1: While it is blatently obvious that not all browsers are created equal, saying that Chrome is "by far the best" is a very opinionated statement. Weary of IE, I tried Chrome when they first came out, and suddenly found myself liking IE a lot more. Chrome reorganized my favorites the way Google thought was best, with little regard for how I wanted it, and then left me no way to manage them outside of dragging each one individually from where Chrome put it, to where I had it before. When you have several hundred favorites nested several layers deep, that is a totally unacceptable alternative. They haven't given me any real incentive to switch back again. And your remark about being able to enter search strings directly into the URL bar ignores IE9, which now allows you to do the same thing.

2: I won't argue that Flash can be a real pig, but for my own experience, it winds up being more of a nuisance to have to enable it when I encounter a site that needs it. If it were just about the ads, I would be happy to leave it disabled, because I have absolutely no use for ads.

3: The RAMdisk idea actually sounds like something I will look into and try out.

4: No argument here either. I ALWAYS uncheck that irritating little checkbox when I install new software - you know the one that says "yes please install the free [Google/Ask/Yahoo/etc.] toolbar" and the one right below it that says "yes please make that my homepage". The only toolbar (if you want to call it that) that I use is my favorites bar. And personally, my homepage is a blank page. I rarely want to look at the same page every time I open my browser, so why waste time loading one when I'm just going to switch to something else anyway?

And finally,
5: Tabs are a great idea, as they do improve organization. But as for your analogy, it's a little ridiculous. I don't know anyone who would minimize one window, then maximize the next, then minimize that one, and maximize the next, etc. It's so much faster to just Alt-Tab from one window to the next.
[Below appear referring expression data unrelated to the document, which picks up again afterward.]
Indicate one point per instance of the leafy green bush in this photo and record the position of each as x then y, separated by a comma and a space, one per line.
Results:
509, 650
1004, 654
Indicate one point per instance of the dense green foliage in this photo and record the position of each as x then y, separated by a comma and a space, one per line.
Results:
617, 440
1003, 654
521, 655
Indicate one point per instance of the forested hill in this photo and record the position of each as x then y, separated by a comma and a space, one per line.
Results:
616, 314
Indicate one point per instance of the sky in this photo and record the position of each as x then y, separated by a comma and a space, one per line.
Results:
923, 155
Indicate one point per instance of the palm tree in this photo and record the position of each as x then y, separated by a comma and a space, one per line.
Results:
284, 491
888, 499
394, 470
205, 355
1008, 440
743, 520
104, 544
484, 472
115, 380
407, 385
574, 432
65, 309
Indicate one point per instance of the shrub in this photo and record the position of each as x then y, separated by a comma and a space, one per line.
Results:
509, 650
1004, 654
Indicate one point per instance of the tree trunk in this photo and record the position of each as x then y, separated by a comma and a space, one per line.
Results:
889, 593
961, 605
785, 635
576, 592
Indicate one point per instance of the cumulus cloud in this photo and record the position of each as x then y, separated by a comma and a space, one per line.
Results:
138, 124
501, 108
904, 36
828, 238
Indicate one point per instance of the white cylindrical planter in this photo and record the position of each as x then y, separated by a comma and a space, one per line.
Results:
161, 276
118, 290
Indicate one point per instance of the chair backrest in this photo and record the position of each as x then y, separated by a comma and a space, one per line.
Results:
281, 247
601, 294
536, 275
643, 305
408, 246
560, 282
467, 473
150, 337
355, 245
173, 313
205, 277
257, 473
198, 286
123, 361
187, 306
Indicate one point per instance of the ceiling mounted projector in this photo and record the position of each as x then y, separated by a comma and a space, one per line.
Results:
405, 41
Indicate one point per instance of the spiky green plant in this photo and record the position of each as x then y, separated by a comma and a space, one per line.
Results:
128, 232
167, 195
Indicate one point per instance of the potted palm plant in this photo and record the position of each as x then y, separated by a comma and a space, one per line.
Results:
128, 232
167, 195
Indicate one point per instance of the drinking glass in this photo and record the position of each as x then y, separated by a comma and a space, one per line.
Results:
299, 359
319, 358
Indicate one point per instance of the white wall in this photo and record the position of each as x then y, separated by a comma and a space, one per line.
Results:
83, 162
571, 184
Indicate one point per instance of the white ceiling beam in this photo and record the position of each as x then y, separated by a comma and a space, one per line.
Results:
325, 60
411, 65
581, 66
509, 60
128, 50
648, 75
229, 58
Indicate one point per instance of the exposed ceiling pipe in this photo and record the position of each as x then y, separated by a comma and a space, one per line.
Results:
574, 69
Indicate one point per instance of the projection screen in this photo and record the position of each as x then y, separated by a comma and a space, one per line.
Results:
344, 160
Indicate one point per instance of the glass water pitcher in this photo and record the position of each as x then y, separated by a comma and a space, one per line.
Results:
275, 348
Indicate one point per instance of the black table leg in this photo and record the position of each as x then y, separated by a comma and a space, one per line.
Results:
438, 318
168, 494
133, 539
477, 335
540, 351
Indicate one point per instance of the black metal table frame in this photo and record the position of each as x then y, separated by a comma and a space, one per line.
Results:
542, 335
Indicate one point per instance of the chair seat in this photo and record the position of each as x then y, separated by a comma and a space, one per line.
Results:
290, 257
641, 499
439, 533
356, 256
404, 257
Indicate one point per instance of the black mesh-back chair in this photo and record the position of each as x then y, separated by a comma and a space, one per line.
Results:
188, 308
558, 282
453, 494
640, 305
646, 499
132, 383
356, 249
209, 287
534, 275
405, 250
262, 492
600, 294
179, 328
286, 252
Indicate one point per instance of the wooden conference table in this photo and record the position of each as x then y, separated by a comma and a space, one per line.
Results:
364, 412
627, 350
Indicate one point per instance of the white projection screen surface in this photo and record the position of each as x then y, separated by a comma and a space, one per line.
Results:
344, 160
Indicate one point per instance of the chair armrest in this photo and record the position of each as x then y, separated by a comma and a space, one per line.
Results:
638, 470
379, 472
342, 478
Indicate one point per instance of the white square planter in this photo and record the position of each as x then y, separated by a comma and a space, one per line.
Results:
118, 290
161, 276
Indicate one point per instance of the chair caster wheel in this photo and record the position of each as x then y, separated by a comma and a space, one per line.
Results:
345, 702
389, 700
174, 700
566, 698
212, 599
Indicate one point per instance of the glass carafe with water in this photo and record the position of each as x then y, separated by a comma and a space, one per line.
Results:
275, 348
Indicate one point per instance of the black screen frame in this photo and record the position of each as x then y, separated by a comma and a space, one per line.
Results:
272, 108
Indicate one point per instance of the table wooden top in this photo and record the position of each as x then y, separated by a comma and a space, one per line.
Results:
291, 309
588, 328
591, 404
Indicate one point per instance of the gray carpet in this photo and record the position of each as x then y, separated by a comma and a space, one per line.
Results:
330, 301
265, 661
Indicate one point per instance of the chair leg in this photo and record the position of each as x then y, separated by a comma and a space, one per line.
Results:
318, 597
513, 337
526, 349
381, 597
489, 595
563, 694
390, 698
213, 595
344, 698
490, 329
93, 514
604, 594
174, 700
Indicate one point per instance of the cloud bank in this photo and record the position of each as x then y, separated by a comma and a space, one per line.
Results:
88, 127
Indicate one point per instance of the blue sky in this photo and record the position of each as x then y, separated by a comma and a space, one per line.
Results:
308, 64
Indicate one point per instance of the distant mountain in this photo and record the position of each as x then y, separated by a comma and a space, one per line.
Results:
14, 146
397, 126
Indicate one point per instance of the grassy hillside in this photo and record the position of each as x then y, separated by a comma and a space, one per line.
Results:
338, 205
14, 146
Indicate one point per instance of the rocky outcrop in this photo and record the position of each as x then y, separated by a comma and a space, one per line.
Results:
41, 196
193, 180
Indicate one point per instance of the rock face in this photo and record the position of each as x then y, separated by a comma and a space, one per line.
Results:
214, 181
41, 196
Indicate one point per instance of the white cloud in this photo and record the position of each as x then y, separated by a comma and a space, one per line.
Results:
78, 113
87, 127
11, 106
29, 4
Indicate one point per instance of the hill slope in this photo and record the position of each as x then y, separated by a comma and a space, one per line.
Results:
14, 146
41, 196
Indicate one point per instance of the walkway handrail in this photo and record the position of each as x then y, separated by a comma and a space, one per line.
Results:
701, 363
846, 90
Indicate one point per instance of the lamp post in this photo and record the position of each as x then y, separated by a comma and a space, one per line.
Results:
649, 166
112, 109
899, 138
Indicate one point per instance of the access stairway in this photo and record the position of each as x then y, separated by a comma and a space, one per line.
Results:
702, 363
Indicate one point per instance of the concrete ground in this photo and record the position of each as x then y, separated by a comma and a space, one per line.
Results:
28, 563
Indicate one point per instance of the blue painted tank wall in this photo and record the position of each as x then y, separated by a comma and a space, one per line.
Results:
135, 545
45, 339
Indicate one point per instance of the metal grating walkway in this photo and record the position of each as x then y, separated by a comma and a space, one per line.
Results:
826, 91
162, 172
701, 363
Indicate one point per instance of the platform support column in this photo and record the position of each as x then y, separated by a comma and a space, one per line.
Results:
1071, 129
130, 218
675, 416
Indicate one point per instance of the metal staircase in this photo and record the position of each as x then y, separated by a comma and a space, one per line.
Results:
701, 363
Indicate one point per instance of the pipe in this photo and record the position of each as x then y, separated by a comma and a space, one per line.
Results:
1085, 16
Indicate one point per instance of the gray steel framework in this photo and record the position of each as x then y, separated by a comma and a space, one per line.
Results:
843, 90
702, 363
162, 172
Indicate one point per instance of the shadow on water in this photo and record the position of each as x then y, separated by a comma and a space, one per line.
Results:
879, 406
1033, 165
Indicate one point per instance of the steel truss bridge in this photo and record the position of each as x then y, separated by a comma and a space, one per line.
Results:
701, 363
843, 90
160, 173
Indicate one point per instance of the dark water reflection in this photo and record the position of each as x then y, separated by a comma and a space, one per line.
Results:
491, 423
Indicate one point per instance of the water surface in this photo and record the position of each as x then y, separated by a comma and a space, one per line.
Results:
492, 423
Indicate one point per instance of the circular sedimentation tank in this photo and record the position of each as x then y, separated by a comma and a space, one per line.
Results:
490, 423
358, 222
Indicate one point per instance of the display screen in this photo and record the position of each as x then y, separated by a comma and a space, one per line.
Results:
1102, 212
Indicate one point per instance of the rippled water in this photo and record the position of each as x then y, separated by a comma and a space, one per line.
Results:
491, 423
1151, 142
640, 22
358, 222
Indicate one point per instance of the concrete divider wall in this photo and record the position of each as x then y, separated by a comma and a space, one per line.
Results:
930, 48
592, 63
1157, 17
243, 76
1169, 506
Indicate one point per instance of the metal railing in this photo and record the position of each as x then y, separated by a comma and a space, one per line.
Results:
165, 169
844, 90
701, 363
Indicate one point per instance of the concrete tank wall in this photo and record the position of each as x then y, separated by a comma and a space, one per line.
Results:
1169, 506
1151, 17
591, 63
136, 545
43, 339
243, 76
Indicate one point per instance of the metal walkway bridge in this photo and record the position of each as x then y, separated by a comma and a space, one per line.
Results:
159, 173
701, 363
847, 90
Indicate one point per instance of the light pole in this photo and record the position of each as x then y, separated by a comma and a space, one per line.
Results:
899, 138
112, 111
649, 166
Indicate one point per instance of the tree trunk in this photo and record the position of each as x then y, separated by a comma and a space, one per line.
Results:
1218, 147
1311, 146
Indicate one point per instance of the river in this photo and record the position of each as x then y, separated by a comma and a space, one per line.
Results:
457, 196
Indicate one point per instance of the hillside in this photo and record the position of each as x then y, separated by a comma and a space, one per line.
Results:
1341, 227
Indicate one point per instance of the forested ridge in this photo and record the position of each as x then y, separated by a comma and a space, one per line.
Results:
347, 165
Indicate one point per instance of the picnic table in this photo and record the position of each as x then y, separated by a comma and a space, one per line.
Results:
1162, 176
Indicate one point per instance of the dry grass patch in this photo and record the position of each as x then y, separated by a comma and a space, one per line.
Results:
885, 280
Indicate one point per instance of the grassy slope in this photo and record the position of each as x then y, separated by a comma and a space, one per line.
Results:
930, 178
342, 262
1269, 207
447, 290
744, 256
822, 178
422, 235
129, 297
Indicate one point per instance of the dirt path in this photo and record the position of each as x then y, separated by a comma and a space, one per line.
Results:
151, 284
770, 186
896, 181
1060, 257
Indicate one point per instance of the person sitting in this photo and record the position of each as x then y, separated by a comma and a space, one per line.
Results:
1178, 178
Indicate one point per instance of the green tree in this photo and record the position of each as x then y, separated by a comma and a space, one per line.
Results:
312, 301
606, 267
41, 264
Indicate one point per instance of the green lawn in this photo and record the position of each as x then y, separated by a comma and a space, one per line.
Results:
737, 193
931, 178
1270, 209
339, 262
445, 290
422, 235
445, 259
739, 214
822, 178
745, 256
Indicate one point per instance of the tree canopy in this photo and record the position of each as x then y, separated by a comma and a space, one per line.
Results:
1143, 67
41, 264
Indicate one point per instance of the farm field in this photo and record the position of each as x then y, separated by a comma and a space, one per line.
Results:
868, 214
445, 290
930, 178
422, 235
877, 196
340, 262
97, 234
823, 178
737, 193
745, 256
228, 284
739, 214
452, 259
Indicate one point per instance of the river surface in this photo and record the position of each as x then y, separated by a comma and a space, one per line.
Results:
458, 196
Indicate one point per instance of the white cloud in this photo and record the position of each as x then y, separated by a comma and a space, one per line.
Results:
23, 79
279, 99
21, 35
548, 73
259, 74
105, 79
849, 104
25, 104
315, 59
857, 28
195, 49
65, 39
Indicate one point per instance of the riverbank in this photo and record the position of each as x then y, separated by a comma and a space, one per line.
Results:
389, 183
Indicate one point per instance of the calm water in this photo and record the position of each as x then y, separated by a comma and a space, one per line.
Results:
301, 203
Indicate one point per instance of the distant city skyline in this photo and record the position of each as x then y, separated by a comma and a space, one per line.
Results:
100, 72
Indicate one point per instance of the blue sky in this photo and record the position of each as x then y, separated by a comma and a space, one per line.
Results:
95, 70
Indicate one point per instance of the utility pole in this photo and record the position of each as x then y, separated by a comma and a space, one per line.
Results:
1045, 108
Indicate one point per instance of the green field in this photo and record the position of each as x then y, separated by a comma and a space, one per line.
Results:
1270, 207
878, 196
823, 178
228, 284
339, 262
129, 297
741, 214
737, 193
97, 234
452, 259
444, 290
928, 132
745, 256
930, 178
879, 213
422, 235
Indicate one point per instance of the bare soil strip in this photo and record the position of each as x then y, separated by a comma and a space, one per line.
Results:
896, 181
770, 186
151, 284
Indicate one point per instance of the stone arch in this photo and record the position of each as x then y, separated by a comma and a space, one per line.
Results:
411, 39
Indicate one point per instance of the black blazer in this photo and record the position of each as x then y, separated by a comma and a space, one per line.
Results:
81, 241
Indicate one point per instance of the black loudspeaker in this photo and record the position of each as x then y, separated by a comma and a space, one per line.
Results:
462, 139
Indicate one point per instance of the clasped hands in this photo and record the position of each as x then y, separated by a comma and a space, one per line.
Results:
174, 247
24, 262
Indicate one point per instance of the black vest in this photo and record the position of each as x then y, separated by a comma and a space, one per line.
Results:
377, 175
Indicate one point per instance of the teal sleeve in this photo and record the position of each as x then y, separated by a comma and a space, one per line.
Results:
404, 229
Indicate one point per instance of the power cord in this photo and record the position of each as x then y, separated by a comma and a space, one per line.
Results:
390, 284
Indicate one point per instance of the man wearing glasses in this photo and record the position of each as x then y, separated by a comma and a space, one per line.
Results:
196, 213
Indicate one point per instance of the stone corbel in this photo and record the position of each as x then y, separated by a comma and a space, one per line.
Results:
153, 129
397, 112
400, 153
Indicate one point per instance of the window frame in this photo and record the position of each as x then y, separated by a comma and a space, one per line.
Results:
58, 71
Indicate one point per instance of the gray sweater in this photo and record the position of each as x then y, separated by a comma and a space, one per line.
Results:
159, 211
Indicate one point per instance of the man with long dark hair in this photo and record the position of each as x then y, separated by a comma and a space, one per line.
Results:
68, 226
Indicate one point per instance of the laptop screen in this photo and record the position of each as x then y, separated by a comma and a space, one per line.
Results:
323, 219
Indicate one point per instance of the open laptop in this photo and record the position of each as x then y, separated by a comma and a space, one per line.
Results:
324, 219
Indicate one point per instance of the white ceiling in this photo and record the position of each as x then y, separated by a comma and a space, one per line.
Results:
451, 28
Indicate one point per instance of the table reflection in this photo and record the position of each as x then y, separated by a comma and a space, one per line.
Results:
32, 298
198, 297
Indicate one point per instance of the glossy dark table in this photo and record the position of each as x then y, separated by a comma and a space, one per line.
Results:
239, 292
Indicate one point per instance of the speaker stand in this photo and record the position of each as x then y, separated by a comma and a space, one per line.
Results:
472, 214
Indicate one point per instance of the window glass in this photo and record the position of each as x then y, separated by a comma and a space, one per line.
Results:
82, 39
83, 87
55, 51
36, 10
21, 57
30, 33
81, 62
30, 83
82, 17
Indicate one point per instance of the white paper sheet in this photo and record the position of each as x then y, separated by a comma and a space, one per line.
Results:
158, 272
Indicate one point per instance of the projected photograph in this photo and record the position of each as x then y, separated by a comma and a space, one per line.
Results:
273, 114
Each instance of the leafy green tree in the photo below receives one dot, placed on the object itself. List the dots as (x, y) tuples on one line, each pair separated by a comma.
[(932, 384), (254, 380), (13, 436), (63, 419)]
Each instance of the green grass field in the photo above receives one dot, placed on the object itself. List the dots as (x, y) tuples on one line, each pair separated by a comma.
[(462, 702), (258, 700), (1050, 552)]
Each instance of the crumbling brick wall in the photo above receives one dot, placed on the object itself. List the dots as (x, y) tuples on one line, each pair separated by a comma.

Of course, with Windows 7's thumbnail preview feature on the taskbar, you can even more easily browse not only your tabs in one browser window, but all your open browser tabs/windows without even having to switch tabs. Then I see you're pushing Chrome again. They "treat each tab as an individual process..." Great. But even in IE8, if a tab crashed, it would quite often restart itself without affecting the other tabs. I never actually tried to kill an individual IE8 tab using Process Explorer, but it is possible to do so in IE9. IE9 also allows you to drag an individual tab out of the window to create a separate window, or into another window to make it an additional tab in that window, so Chrome no longer has that advantage over IE either.

I'm not foolish enough to say that IE9 is "by far the best," but it is what I use. Every browser has its own set of pros and cons, and depending on your browsing habits and needs, the balance of pros vs. cons will be different for each person. For my needs, the pros vs. cons balance has never been good enough in any other browser to outweigh the irritation of migrating from one to the other.